I am working with forecourt machine data (e.g. jet wash / air) that accepts coins to operate. Each coin is a transaction line. However, I want to group up multiple rows into one ‘transaction’ if the coins went in less than 3 minutes apart.
I thought to use LAG function to tell me if the previous transaction is less than 3 minutes ago, but now I’m not sure how to group up the multiple rows (as it could be 1 previous row or many previous rows).
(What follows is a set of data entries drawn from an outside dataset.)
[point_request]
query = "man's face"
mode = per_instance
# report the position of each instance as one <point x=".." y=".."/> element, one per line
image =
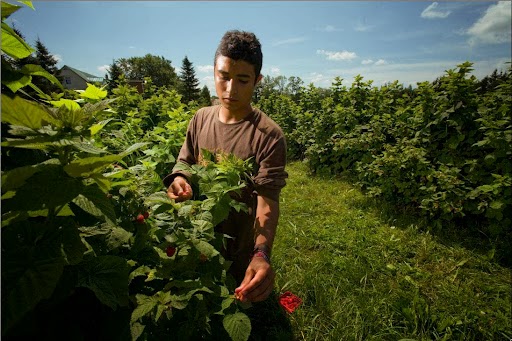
<point x="234" y="83"/>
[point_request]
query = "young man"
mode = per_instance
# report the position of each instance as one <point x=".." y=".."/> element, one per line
<point x="235" y="127"/>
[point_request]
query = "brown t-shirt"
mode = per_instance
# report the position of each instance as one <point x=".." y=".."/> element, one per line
<point x="255" y="136"/>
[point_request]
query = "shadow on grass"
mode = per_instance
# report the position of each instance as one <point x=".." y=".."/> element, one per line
<point x="463" y="232"/>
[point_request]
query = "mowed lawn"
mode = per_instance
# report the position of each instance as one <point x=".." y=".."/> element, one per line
<point x="364" y="273"/>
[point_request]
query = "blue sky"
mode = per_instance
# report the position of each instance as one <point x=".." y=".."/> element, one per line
<point x="316" y="41"/>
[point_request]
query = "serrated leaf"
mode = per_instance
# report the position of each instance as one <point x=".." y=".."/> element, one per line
<point x="145" y="304"/>
<point x="8" y="9"/>
<point x="32" y="264"/>
<point x="54" y="188"/>
<point x="134" y="147"/>
<point x="66" y="103"/>
<point x="93" y="92"/>
<point x="98" y="126"/>
<point x="206" y="248"/>
<point x="136" y="330"/>
<point x="13" y="45"/>
<point x="238" y="326"/>
<point x="86" y="166"/>
<point x="118" y="237"/>
<point x="107" y="277"/>
<point x="19" y="111"/>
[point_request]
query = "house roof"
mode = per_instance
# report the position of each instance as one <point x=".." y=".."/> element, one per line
<point x="84" y="75"/>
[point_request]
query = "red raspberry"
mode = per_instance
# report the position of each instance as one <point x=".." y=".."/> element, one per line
<point x="170" y="250"/>
<point x="140" y="219"/>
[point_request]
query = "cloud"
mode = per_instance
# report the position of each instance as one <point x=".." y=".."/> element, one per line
<point x="205" y="68"/>
<point x="363" y="28"/>
<point x="340" y="55"/>
<point x="330" y="28"/>
<point x="104" y="68"/>
<point x="494" y="26"/>
<point x="58" y="58"/>
<point x="289" y="41"/>
<point x="431" y="13"/>
<point x="275" y="70"/>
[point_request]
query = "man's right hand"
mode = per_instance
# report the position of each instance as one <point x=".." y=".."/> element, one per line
<point x="179" y="190"/>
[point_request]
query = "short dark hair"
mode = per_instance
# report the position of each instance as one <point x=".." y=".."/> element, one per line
<point x="240" y="45"/>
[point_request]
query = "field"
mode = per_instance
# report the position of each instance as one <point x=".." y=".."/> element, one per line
<point x="365" y="272"/>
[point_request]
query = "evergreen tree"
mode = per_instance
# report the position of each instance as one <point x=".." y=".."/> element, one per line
<point x="189" y="88"/>
<point x="204" y="98"/>
<point x="113" y="75"/>
<point x="159" y="69"/>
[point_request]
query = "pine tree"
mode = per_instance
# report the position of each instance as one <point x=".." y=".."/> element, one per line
<point x="205" y="99"/>
<point x="113" y="75"/>
<point x="189" y="87"/>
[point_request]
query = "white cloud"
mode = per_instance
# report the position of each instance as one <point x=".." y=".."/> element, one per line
<point x="275" y="70"/>
<point x="289" y="41"/>
<point x="205" y="68"/>
<point x="431" y="13"/>
<point x="494" y="26"/>
<point x="104" y="68"/>
<point x="58" y="58"/>
<point x="337" y="55"/>
<point x="330" y="28"/>
<point x="363" y="28"/>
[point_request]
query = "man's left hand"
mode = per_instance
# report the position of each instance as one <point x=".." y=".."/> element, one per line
<point x="258" y="282"/>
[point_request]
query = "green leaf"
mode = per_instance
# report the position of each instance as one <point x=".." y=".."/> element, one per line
<point x="206" y="248"/>
<point x="118" y="237"/>
<point x="38" y="70"/>
<point x="67" y="103"/>
<point x="13" y="45"/>
<point x="54" y="188"/>
<point x="94" y="201"/>
<point x="93" y="92"/>
<point x="32" y="264"/>
<point x="107" y="277"/>
<point x="238" y="326"/>
<point x="28" y="3"/>
<point x="98" y="126"/>
<point x="87" y="166"/>
<point x="19" y="111"/>
<point x="145" y="304"/>
<point x="16" y="177"/>
<point x="8" y="9"/>
<point x="136" y="330"/>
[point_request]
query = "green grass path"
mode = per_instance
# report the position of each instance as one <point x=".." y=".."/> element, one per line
<point x="364" y="274"/>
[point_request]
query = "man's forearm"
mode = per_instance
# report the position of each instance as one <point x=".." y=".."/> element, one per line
<point x="265" y="225"/>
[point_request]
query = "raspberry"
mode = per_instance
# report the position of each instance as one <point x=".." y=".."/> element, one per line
<point x="171" y="250"/>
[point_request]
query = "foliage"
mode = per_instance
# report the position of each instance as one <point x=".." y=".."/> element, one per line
<point x="442" y="148"/>
<point x="159" y="69"/>
<point x="189" y="84"/>
<point x="86" y="224"/>
<point x="366" y="271"/>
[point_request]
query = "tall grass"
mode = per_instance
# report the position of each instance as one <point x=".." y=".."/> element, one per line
<point x="366" y="274"/>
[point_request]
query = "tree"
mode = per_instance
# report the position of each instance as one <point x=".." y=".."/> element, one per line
<point x="205" y="98"/>
<point x="113" y="75"/>
<point x="159" y="69"/>
<point x="189" y="86"/>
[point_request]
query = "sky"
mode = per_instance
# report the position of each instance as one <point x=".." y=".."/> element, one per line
<point x="382" y="41"/>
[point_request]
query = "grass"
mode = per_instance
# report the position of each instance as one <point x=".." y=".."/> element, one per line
<point x="366" y="274"/>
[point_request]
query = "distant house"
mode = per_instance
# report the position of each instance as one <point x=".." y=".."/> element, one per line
<point x="76" y="79"/>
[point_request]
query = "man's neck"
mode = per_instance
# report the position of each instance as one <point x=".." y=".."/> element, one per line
<point x="230" y="116"/>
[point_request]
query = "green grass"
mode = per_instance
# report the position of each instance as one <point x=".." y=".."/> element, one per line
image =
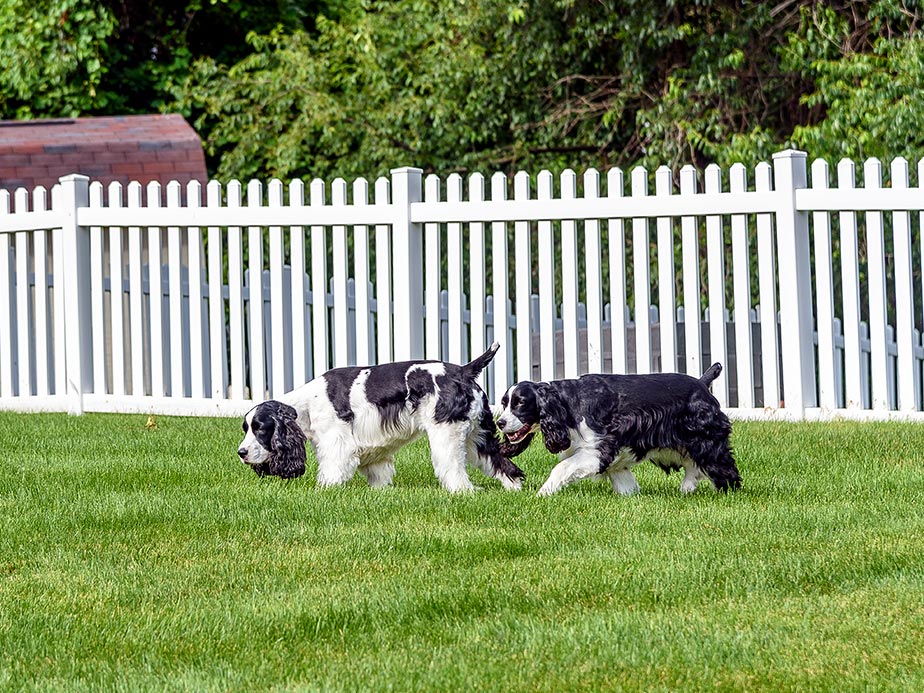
<point x="136" y="559"/>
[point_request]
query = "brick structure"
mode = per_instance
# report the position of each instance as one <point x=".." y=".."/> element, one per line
<point x="117" y="148"/>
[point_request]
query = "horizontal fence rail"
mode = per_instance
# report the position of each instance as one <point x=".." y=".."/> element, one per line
<point x="804" y="281"/>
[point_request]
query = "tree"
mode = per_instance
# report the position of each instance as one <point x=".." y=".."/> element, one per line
<point x="83" y="57"/>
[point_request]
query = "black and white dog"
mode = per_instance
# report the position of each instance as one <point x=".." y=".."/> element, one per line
<point x="606" y="424"/>
<point x="356" y="418"/>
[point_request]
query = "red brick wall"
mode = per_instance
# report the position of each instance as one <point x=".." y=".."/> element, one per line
<point x="122" y="148"/>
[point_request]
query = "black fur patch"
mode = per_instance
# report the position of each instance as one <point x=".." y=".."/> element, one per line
<point x="339" y="381"/>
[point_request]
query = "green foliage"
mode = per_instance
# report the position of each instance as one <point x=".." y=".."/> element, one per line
<point x="83" y="57"/>
<point x="51" y="57"/>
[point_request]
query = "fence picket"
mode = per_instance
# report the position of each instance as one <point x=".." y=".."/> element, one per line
<point x="523" y="283"/>
<point x="97" y="294"/>
<point x="875" y="247"/>
<point x="236" y="296"/>
<point x="432" y="270"/>
<point x="850" y="290"/>
<point x="302" y="360"/>
<point x="24" y="320"/>
<point x="616" y="241"/>
<point x="361" y="272"/>
<point x="41" y="250"/>
<point x="257" y="360"/>
<point x="641" y="269"/>
<point x="279" y="346"/>
<point x="383" y="274"/>
<point x="593" y="257"/>
<point x="824" y="291"/>
<point x="156" y="295"/>
<point x="666" y="298"/>
<point x="569" y="277"/>
<point x="908" y="388"/>
<point x="546" y="284"/>
<point x="454" y="247"/>
<point x="117" y="295"/>
<point x="477" y="273"/>
<point x="766" y="288"/>
<point x="177" y="330"/>
<point x="136" y="311"/>
<point x="499" y="252"/>
<point x="319" y="284"/>
<point x="692" y="308"/>
<point x="199" y="353"/>
<point x="715" y="280"/>
<point x="741" y="276"/>
<point x="340" y="270"/>
<point x="218" y="342"/>
<point x="6" y="305"/>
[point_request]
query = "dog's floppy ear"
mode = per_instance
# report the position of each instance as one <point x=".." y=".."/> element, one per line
<point x="553" y="418"/>
<point x="288" y="445"/>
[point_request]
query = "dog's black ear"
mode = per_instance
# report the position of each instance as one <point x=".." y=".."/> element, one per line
<point x="288" y="445"/>
<point x="553" y="418"/>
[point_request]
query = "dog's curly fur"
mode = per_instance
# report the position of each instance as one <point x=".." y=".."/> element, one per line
<point x="605" y="424"/>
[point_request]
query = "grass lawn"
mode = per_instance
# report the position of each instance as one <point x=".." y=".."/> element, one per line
<point x="151" y="559"/>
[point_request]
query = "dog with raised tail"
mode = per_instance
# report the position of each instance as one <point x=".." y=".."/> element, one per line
<point x="356" y="418"/>
<point x="607" y="424"/>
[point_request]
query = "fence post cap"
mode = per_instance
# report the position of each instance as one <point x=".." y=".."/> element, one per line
<point x="790" y="154"/>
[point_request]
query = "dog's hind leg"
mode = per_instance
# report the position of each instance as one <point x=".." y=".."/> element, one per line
<point x="337" y="461"/>
<point x="448" y="442"/>
<point x="623" y="481"/>
<point x="380" y="473"/>
<point x="582" y="465"/>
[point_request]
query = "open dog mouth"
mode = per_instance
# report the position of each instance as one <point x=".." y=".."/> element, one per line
<point x="520" y="433"/>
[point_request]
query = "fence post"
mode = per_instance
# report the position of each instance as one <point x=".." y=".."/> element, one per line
<point x="795" y="284"/>
<point x="407" y="263"/>
<point x="78" y="352"/>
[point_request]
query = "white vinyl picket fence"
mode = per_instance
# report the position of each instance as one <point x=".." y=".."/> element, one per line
<point x="171" y="301"/>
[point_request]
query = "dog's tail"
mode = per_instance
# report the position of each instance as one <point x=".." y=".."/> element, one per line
<point x="473" y="369"/>
<point x="711" y="374"/>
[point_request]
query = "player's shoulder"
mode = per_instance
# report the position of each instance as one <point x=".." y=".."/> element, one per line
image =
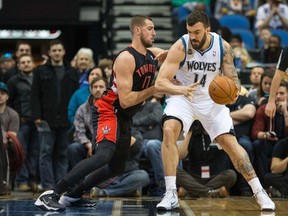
<point x="124" y="55"/>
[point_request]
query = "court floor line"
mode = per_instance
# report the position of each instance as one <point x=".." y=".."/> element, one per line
<point x="186" y="208"/>
<point x="117" y="208"/>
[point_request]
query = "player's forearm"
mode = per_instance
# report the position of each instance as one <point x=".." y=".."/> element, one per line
<point x="136" y="97"/>
<point x="165" y="86"/>
<point x="284" y="21"/>
<point x="275" y="85"/>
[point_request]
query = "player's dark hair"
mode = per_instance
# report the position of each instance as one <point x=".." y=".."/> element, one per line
<point x="55" y="42"/>
<point x="198" y="16"/>
<point x="138" y="20"/>
<point x="98" y="79"/>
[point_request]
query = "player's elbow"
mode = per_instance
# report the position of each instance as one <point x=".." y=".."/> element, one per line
<point x="158" y="86"/>
<point x="123" y="104"/>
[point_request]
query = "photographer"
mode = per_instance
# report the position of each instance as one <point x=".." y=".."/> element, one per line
<point x="267" y="131"/>
<point x="207" y="174"/>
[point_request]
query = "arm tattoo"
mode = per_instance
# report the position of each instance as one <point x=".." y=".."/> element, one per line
<point x="244" y="166"/>
<point x="228" y="64"/>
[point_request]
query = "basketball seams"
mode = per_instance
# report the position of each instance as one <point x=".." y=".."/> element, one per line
<point x="222" y="90"/>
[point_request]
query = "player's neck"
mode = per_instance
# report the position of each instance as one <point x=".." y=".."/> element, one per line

How would you tackle this problem?
Here’s what I tried so far:
select t1.*,
datediff(second, PreviousVendDateTime, VendDateTime) as SecondsDiff
case when datediff(second, PreviousVendDateTime, VendDateTime) < 360 then 1 else 0 end as SameTransaction
from
(select mct.TransactionID,
mct.MachineID,
mct.VendDateTime,
mct.Amount,
lag(mct.VendDateTime, 1)
over(partition by mct.MachineID order by mct.VendDateTime as PreviousVendDateTime
from Machines as m
join MCI_CashTrans as mct
on mct.MachineID = m.MachineID
and mct.MachineSerial = m.MachineSerial
join Account as a
on m.AccountNo = a.AccountNo
join MachineType as mt
on m.MachineTypeID = mt.MachineTypeID) as t1
order by MachineID, VendDateTime
And a sample of the results:
TransactionID | MachineID | VendDateTime | Amount | PreviousVendDateTime | SecondsDiff | SameTransaction |
---|---|---|---|---|---|---|
2518059219 | 777 | 2023-06-01 19:01:54 | 1.00 | 2023-06-01 18:53:58 | 476 | 0 |
2519059559 | 777 | 2023-06-01 19:02:09 | 1.00 | 2023-06-01 19:01:54 | 15 | 1 |
2518357022 | 777 | 2023-06-01 21:20:41 | 1.00 | 2023-06-01 19:02:09 | 8312 | 0 |
2518362875 | 777 | 2023-06-01 21:23:01 | 1.00 | 2023-06-01 21:20:41 | 140 | 1 |
2518369251 | 777 | 2023-06-01 21:29:12 | 1.00 | 2023-06-01 21:23:01 | 371 | 0 |
2518369599 | 777 | 2023-06-01 21:29:38 | 1.00 | 2023-06-01 21:29:12 | 26 | 1 |
2518369737 | 777 | 2023-06-01 21:29:51 | 1.00 | 2023-06-01 21:29:38 | 13 | 1 |
2518369894 | 777 | 2023-06-01 21:30:04 | 0.50 | 2023-06-01 21:29:51 | 13 | 1 |
2518370027 | 777 | 2023-06-01 21:30:17 | 0.50 | 2023-06-01 21:30:04 | 13 | 1 |
2518370171 | 777 | 2023-06-01 21:30:31 | 1.00 | 2023-06-01 21:30:17 | 14 | 1 |
2518370338 | 777 | 2023-06-01 21:30:44 | 1.00 | 2023-06-01 21:30:31 | 13 | 1 |
2518404884 | 777 | 2023-06-01 21:46:11 | 1.00 | 2023-06-01 21:30:44 | 927 | 0 |
4
Revert the case
to get a start of transaction flag and to compute a tranNo as a sum of flags
with starts as(
select t1.*,
datediff(second, PreviousVendDateTime, VendDateTime) as SecondsDiff
case when datediff(second, PreviousVendDateTime, VendDateTime) >= 360 then 1 else 0 end as tranStart
from
(select mct.TransactionID,
mct.MachineID,
mct.VendDateTime,
mct.Amount,
lag(mct.VendDateTime, 1)
over(partition by mct.MachineID order by mct.VendDateTime as PreviousVendDateTime
from Machines as m
join MCI_CashTrans as mct
on mct.MachineID = m.MachineID
and mct.MachineSerial = m.MachineSerial
join Account as a
on m.AccountNo = a.AccountNo
join MachineType as mt
on m.MachineTypeID = mt.MachineTypeID) as t1
)
select starts.*,
sum(tranStart) over(partition by MachineID order by VendDateTime) trnNo
Then you can group rows by MachineID
and trnNo
I’d give this a try;
In a single statement, use ‘with’ and lag / lead window functions to produce
-
a cte A with machineId, timeStamp, isStart partitioned by machineId, sorted by timestamp where isStart 1 indicates is more than 3 mins ahead of previous in partition, otherwise = 0
-
a cte B = subset of A where isStart = 1 partitioned by machineId, sorted by timestamp with nextStart = value for timestamp of subsequent row in partition.
-
a join between your main data D and B on D.machineId = B.machineID and D.timestamp >= B.timestamp and
D.timestamp < B.nextStart, grouped by machineId, B.timestamp.
If there’s a lot of data I might use temp tables and indexing or even use an alternative to SQL.